Covid, the supply chain crisis and the ripple effects of the Ukraine invasion highlight how interconnected and interdependent the world has become - how quickly negative spillovers can move from one place to another.

Given all of the above (and the list is by no means exhaustive), US politicians and diplomats have more than enough on their plates. Pulling together the political and administrative bandwidth to deal with it is taxing enough (and let's not mention tax at this point).

To put it bluntly - they really don’t have time to figure out which kind of customs and veterinary forms need to be checked in the Port of Larne. It’s a distraction, its annoying - and there are close to zero votes in it back home.

Larne Port

And yet they are giving time to this issue. Generously and knowledgeably - and we have seen them doing this over the past week, in Paris, in Brussels, London, Dublin, Belfast, Kerry - and here in DC.

The message is carefully constructed - measured, balanced, nuanced. But clear: sort this out, now.

There is too much going on in the world to risk a divisive and potentially destabilising trade row between two major American allies - the EU and the UK (and it is noticeable how often the EU is mentioned in media coverage of many issues here, how little the UK is).

It is in the American interest not to have allied nations sparring between themselves, risking a trade war, when there is a real war going on in Ukraine. The risk of such a trade dispute being the final straw that tips a fragile global economy into recession is not negligible.

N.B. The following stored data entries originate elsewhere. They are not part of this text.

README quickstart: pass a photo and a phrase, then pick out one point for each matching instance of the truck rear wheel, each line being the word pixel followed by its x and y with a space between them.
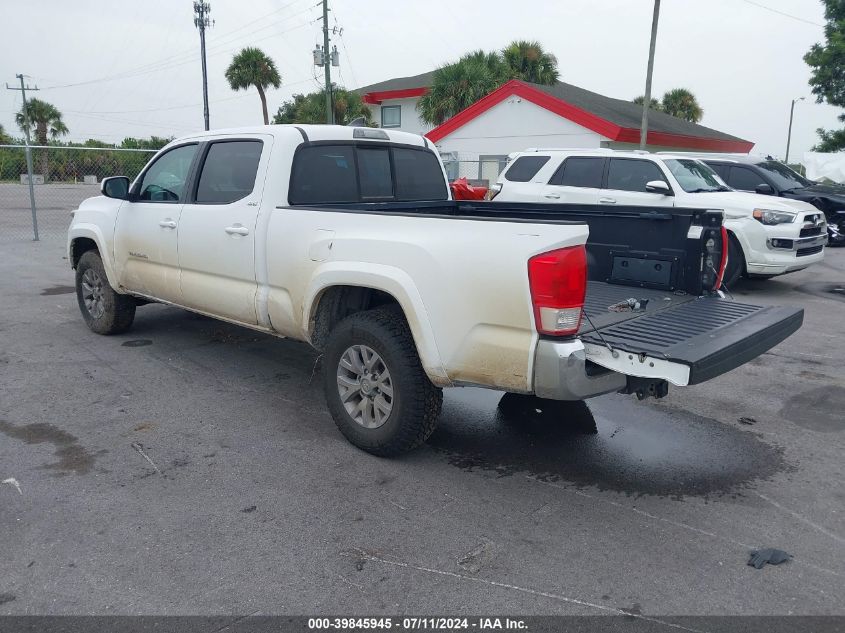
pixel 104 310
pixel 375 386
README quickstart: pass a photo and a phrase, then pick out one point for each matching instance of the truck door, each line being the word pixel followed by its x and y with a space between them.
pixel 217 230
pixel 145 255
pixel 626 184
pixel 576 181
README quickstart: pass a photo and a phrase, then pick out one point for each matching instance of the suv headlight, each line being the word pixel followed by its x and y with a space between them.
pixel 769 217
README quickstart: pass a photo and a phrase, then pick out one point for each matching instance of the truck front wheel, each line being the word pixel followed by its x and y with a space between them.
pixel 104 310
pixel 375 386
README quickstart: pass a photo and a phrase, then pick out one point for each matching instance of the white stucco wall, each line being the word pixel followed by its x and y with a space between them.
pixel 410 119
pixel 514 125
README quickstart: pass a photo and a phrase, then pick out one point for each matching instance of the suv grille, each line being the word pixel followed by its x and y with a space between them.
pixel 812 226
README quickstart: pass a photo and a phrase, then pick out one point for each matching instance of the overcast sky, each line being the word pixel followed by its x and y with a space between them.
pixel 121 68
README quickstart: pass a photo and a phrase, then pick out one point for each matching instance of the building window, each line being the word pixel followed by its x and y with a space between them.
pixel 391 116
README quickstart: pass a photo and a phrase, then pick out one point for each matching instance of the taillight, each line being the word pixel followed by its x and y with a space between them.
pixel 558 282
pixel 714 257
pixel 723 262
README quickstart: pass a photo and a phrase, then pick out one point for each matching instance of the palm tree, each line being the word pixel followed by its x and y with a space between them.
pixel 458 85
pixel 529 62
pixel 251 67
pixel 47 121
pixel 655 104
pixel 681 103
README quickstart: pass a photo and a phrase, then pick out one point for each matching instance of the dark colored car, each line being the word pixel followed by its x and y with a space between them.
pixel 770 177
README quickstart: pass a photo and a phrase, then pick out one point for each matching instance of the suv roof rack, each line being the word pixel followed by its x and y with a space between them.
pixel 603 150
pixel 709 154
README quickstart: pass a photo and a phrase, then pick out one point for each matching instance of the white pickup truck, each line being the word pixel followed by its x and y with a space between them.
pixel 347 238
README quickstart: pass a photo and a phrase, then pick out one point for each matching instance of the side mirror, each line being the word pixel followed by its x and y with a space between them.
pixel 658 186
pixel 115 187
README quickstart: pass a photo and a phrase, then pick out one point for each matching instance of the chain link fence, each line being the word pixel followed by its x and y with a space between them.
pixel 62 178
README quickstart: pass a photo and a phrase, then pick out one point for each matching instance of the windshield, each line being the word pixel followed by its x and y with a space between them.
pixel 694 176
pixel 783 176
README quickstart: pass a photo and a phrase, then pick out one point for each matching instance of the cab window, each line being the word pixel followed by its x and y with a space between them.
pixel 164 180
pixel 365 173
pixel 228 172
pixel 525 168
pixel 631 174
pixel 579 172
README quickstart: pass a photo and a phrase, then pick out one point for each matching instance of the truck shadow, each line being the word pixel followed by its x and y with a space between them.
pixel 611 443
pixel 614 443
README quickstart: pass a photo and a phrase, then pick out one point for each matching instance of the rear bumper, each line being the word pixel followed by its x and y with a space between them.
pixel 560 373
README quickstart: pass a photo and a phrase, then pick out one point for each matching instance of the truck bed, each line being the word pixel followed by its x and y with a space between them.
pixel 642 253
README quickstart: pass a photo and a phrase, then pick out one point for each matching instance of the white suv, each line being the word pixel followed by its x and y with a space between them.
pixel 768 236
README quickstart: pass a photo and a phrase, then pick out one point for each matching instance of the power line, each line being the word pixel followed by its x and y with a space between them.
pixel 786 15
pixel 187 56
pixel 179 107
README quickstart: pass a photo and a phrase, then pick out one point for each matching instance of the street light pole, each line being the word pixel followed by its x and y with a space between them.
pixel 647 98
pixel 28 142
pixel 327 64
pixel 202 22
pixel 789 134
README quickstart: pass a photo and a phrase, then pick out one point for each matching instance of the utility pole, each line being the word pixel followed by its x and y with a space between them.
pixel 29 169
pixel 647 98
pixel 327 64
pixel 202 21
pixel 789 134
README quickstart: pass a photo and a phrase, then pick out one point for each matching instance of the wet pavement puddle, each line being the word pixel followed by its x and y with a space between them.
pixel 611 443
pixel 141 342
pixel 72 458
pixel 57 290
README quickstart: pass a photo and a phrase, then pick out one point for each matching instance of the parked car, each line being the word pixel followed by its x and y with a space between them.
pixel 772 178
pixel 767 236
pixel 348 238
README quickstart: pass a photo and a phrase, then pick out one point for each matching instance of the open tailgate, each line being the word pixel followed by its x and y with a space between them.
pixel 683 339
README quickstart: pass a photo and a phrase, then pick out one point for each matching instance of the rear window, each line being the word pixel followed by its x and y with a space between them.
pixel 374 173
pixel 418 175
pixel 631 174
pixel 324 174
pixel 579 172
pixel 745 179
pixel 525 168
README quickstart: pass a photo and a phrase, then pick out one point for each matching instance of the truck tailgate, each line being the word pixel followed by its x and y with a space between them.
pixel 681 338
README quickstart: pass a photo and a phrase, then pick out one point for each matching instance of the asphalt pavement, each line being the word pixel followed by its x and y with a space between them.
pixel 191 467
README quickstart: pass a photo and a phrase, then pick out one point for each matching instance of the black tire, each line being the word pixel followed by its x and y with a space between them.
pixel 115 312
pixel 415 402
pixel 736 262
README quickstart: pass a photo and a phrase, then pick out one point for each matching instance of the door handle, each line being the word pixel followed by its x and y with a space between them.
pixel 237 230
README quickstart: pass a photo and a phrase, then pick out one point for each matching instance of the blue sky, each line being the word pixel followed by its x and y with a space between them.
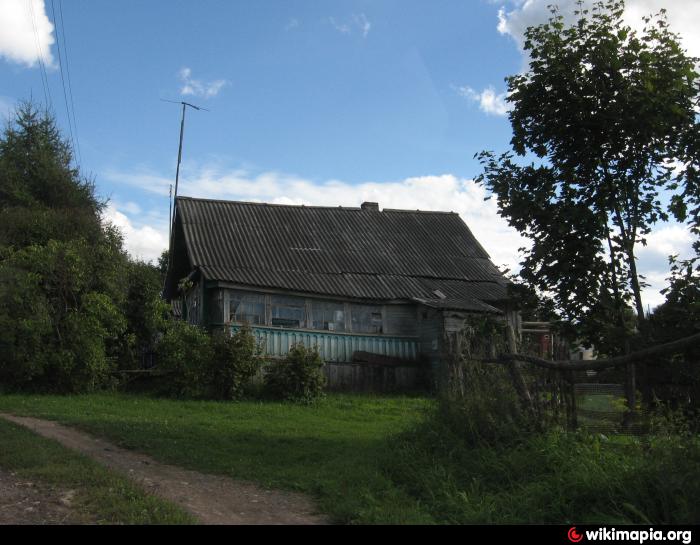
pixel 310 102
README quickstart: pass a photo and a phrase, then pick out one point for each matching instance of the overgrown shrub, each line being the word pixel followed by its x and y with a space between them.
pixel 479 401
pixel 195 364
pixel 235 361
pixel 298 377
pixel 555 477
pixel 184 355
pixel 57 328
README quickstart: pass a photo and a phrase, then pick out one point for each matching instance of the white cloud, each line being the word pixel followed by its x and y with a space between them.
pixel 683 17
pixel 26 33
pixel 7 107
pixel 358 22
pixel 199 88
pixel 489 101
pixel 444 193
pixel 665 240
pixel 144 242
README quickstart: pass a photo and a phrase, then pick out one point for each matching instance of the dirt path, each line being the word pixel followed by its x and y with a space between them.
pixel 26 502
pixel 212 499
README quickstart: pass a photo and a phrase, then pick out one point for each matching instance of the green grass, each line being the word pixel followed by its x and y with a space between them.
pixel 392 459
pixel 101 495
pixel 552 478
pixel 334 450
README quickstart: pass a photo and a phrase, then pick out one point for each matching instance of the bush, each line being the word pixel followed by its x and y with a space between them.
pixel 548 478
pixel 236 359
pixel 184 354
pixel 198 365
pixel 298 377
pixel 56 328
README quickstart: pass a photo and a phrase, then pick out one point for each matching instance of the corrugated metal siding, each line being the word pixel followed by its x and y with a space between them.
pixel 333 347
pixel 401 320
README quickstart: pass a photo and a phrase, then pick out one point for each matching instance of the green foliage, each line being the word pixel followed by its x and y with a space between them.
pixel 145 311
pixel 101 496
pixel 480 403
pixel 62 270
pixel 330 450
pixel 184 354
pixel 605 110
pixel 236 360
pixel 198 365
pixel 42 195
pixel 298 377
pixel 676 378
pixel 553 478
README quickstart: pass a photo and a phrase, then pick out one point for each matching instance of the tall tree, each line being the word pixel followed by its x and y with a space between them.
pixel 607 116
pixel 61 268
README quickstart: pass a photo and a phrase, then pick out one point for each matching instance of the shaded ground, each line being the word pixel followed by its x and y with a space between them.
pixel 212 499
pixel 26 502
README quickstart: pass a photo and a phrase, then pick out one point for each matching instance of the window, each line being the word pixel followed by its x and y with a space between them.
pixel 366 319
pixel 215 306
pixel 288 311
pixel 328 316
pixel 192 302
pixel 246 307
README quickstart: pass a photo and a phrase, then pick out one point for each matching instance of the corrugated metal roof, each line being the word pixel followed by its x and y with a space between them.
pixel 349 252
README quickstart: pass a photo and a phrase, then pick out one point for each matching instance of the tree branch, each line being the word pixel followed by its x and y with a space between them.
pixel 580 365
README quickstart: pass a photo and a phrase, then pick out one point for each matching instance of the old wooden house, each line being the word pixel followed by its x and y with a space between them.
pixel 369 287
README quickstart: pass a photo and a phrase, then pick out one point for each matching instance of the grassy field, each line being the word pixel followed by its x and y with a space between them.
pixel 367 459
pixel 101 495
pixel 333 450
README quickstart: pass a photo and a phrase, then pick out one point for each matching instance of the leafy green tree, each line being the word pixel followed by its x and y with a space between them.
pixel 605 114
pixel 57 331
pixel 236 360
pixel 42 194
pixel 145 311
pixel 61 268
pixel 298 377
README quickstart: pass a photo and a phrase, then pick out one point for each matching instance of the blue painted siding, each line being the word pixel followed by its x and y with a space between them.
pixel 333 347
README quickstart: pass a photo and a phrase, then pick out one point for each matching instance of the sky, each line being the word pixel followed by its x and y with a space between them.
pixel 307 102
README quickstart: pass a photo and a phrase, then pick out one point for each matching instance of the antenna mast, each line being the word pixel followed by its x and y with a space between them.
pixel 177 174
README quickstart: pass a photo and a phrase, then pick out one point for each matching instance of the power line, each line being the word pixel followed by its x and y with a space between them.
pixel 40 56
pixel 70 87
pixel 63 81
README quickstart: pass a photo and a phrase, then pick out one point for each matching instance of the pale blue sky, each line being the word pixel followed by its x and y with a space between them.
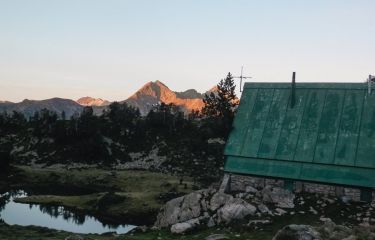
pixel 109 49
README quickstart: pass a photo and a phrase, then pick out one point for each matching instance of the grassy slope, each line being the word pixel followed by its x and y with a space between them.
pixel 141 189
pixel 34 233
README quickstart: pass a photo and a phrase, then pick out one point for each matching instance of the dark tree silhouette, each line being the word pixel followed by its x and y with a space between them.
pixel 220 106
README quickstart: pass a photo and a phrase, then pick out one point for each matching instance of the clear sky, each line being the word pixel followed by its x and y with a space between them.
pixel 109 48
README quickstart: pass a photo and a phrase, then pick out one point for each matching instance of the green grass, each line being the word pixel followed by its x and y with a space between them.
pixel 83 190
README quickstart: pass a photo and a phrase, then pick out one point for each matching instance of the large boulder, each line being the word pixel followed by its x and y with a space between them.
pixel 184 208
pixel 179 228
pixel 281 197
pixel 218 200
pixel 297 232
pixel 235 209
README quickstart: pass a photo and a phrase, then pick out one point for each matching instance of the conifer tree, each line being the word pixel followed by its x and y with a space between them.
pixel 220 106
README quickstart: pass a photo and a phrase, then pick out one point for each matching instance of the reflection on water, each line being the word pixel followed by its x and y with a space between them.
pixel 55 217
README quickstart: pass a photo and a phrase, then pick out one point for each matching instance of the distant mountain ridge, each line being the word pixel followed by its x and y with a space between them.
pixel 29 107
pixel 151 94
pixel 89 101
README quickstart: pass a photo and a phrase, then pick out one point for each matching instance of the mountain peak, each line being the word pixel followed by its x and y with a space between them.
pixel 89 101
pixel 156 92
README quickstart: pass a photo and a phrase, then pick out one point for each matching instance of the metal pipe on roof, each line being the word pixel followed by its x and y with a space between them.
pixel 293 95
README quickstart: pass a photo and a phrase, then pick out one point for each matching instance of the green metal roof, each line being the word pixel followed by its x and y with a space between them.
pixel 327 136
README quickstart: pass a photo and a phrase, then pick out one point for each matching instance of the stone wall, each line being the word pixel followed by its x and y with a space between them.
pixel 238 183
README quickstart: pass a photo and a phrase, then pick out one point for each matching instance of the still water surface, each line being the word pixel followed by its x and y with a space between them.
pixel 52 217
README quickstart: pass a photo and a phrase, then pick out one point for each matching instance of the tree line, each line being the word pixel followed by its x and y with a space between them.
pixel 110 137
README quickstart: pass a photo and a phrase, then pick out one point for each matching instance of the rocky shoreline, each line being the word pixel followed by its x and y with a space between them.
pixel 208 208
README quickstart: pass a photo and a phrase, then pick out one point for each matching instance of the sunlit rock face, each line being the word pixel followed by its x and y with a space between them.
pixel 89 101
pixel 154 93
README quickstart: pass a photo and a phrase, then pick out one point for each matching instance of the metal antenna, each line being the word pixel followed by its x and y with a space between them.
pixel 241 77
pixel 370 80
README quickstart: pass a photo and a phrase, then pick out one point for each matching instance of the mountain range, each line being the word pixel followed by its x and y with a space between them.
pixel 151 94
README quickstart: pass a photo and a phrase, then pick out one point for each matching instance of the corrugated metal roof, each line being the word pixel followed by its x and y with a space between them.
pixel 327 136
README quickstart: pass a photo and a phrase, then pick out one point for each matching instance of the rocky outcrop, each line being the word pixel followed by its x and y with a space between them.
pixel 235 209
pixel 297 232
pixel 185 226
pixel 202 207
pixel 281 197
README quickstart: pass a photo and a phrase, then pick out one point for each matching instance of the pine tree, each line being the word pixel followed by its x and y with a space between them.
pixel 220 106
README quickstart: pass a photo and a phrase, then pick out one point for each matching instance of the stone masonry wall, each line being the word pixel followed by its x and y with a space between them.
pixel 238 183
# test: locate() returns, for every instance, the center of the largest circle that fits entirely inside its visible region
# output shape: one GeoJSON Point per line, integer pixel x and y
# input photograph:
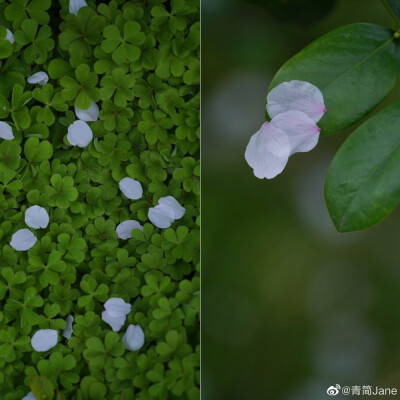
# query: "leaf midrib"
{"type": "Point", "coordinates": [372, 170]}
{"type": "Point", "coordinates": [359, 63]}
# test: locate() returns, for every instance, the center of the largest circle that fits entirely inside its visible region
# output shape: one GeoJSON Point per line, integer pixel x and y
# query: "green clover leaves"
{"type": "Point", "coordinates": [123, 47]}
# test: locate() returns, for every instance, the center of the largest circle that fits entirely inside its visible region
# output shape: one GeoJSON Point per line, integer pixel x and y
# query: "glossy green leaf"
{"type": "Point", "coordinates": [355, 67]}
{"type": "Point", "coordinates": [363, 182]}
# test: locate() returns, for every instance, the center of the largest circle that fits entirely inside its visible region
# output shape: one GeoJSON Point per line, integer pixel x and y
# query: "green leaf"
{"type": "Point", "coordinates": [363, 182]}
{"type": "Point", "coordinates": [355, 67]}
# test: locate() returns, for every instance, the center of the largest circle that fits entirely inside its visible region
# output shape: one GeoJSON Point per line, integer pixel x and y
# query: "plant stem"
{"type": "Point", "coordinates": [396, 19]}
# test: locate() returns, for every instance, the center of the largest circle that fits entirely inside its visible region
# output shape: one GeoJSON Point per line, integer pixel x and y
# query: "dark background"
{"type": "Point", "coordinates": [289, 306]}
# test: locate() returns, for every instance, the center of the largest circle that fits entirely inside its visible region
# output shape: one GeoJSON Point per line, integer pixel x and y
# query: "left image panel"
{"type": "Point", "coordinates": [99, 199]}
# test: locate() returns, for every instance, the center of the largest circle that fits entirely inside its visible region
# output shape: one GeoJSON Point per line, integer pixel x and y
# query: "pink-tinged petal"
{"type": "Point", "coordinates": [161, 216]}
{"type": "Point", "coordinates": [6, 131]}
{"type": "Point", "coordinates": [67, 332]}
{"type": "Point", "coordinates": [301, 130]}
{"type": "Point", "coordinates": [44, 339]}
{"type": "Point", "coordinates": [268, 151]}
{"type": "Point", "coordinates": [298, 96]}
{"type": "Point", "coordinates": [116, 307]}
{"type": "Point", "coordinates": [173, 204]}
{"type": "Point", "coordinates": [76, 5]}
{"type": "Point", "coordinates": [29, 396]}
{"type": "Point", "coordinates": [125, 228]}
{"type": "Point", "coordinates": [79, 134]}
{"type": "Point", "coordinates": [116, 323]}
{"type": "Point", "coordinates": [39, 78]}
{"type": "Point", "coordinates": [36, 217]}
{"type": "Point", "coordinates": [131, 188]}
{"type": "Point", "coordinates": [134, 338]}
{"type": "Point", "coordinates": [9, 36]}
{"type": "Point", "coordinates": [91, 114]}
{"type": "Point", "coordinates": [23, 240]}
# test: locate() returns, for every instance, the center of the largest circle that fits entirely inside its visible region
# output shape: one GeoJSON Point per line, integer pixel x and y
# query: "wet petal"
{"type": "Point", "coordinates": [9, 36]}
{"type": "Point", "coordinates": [36, 217]}
{"type": "Point", "coordinates": [161, 216]}
{"type": "Point", "coordinates": [91, 114]}
{"type": "Point", "coordinates": [6, 131]}
{"type": "Point", "coordinates": [298, 96]}
{"type": "Point", "coordinates": [23, 240]}
{"type": "Point", "coordinates": [172, 203]}
{"type": "Point", "coordinates": [79, 134]}
{"type": "Point", "coordinates": [124, 229]}
{"type": "Point", "coordinates": [67, 332]}
{"type": "Point", "coordinates": [76, 5]}
{"type": "Point", "coordinates": [133, 338]}
{"type": "Point", "coordinates": [116, 307]}
{"type": "Point", "coordinates": [268, 151]}
{"type": "Point", "coordinates": [39, 78]}
{"type": "Point", "coordinates": [116, 323]}
{"type": "Point", "coordinates": [44, 339]}
{"type": "Point", "coordinates": [131, 188]}
{"type": "Point", "coordinates": [302, 131]}
{"type": "Point", "coordinates": [29, 396]}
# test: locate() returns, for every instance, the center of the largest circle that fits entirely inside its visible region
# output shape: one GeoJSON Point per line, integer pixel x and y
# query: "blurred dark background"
{"type": "Point", "coordinates": [289, 306]}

In a time of highly stressed international supply chains - and the reshaping of those supply chains that is now under way - the economic risks of a global economic calamity are too high to sit back and do nothing.

In terms of Western Grand Strategy, a bitter division on the European side of NATO would undermine US efforts to confront and constrain Russia and project resolution in Asia.

Bad faith and lack of trust

At the very least, the constant trade in allegations of bad faith and lack of trust (the only growing trade between the EU and UK these days) requires explanation - and when you are explaining, you are losing.

The Americans appear to be mostly annoyed at the British. They are baffled by the strength of British military diplomacy in Ukraine, and the apparent determination to simultaneously inflict economic self harm on the Western Alliance at a time of crisis through more Brexit rows.

What makes it particularly galling to the Americans is the weapon of choice by the British in their row with the EU is the Northern Ireland Protocol, as the row threatens to damage one of the unalloyed victories of recent US diplomacy, the Good Friday Agreement.

The shaping and drawing of alliances between democracies and autocracies needs soft power carrots as well as hard power sticks in order to convince. The risk of a row that has the potential to call into question one of those soft power showpieces of American diplomacy is too high at this time.

For the mitigation of recession risk and the strengthening of strategic coherence in a shockingly altered global landscape, the Americans have to be involved in this protocol row - in order to shut it down, fast. It’s a distraction.